“He’s sound asleep,” was the reply.
“It makes no difference if he did,” suggested Buck. “He has been wise to the game since the first day.”
“Oh, all right, then,” was Alex’s answer. “What does the kid think about your program? Is he enjoying this trip on the Rio Grande? He’s in no shape, with his broken leg, to take much comfort.”
“He thinks he’s lucky to be alive, after the treatment given him up the river,” Buck said. “You see, he got beaten up before they got the notion of holding him for ransom.”
“I don’t understand,” interposed Jule. “If the old miser wanted him murdered, he must have gotten into communication with the robbers, and offered them a large sum to do the job!”
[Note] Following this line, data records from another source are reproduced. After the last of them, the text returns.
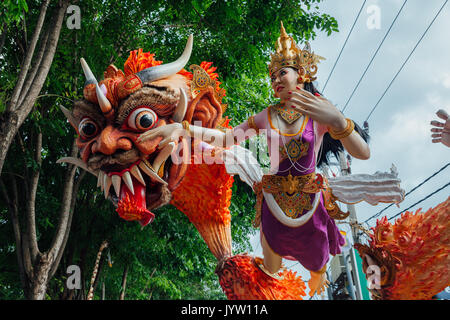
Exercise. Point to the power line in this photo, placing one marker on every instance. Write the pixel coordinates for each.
(401, 68)
(410, 191)
(423, 199)
(374, 55)
(342, 49)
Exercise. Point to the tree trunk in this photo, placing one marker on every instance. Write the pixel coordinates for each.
(15, 114)
(124, 283)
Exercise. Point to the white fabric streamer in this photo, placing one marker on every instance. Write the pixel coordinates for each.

“That’s just the point!” answered Buck. “That’s what we want to find out! That’s just what we are taking this trip for—to give the brutes a good chance to show their hands. Ordinarily, it would be enough to frustrate the old miser and the robbers, but someone must be punished for this mix-up, and we want to get the right ones.”
“And so the robbers are double-crossing the miser?” asked Alex. “They are going to play the blackmail game? Well, if he bargained with them to do murder, they can get about all he has!”
Alex, cutting his talk short, and pointing to a rim of trees standing not far away. Through the slanting rain a low clicking sound, the clicking of metal on metal.
“What’s doing over there?” the lad asked. “Sounds like a machine shop.”
All listened intently for a time. The sound had ceased now, and there was only the patter of the falling rain.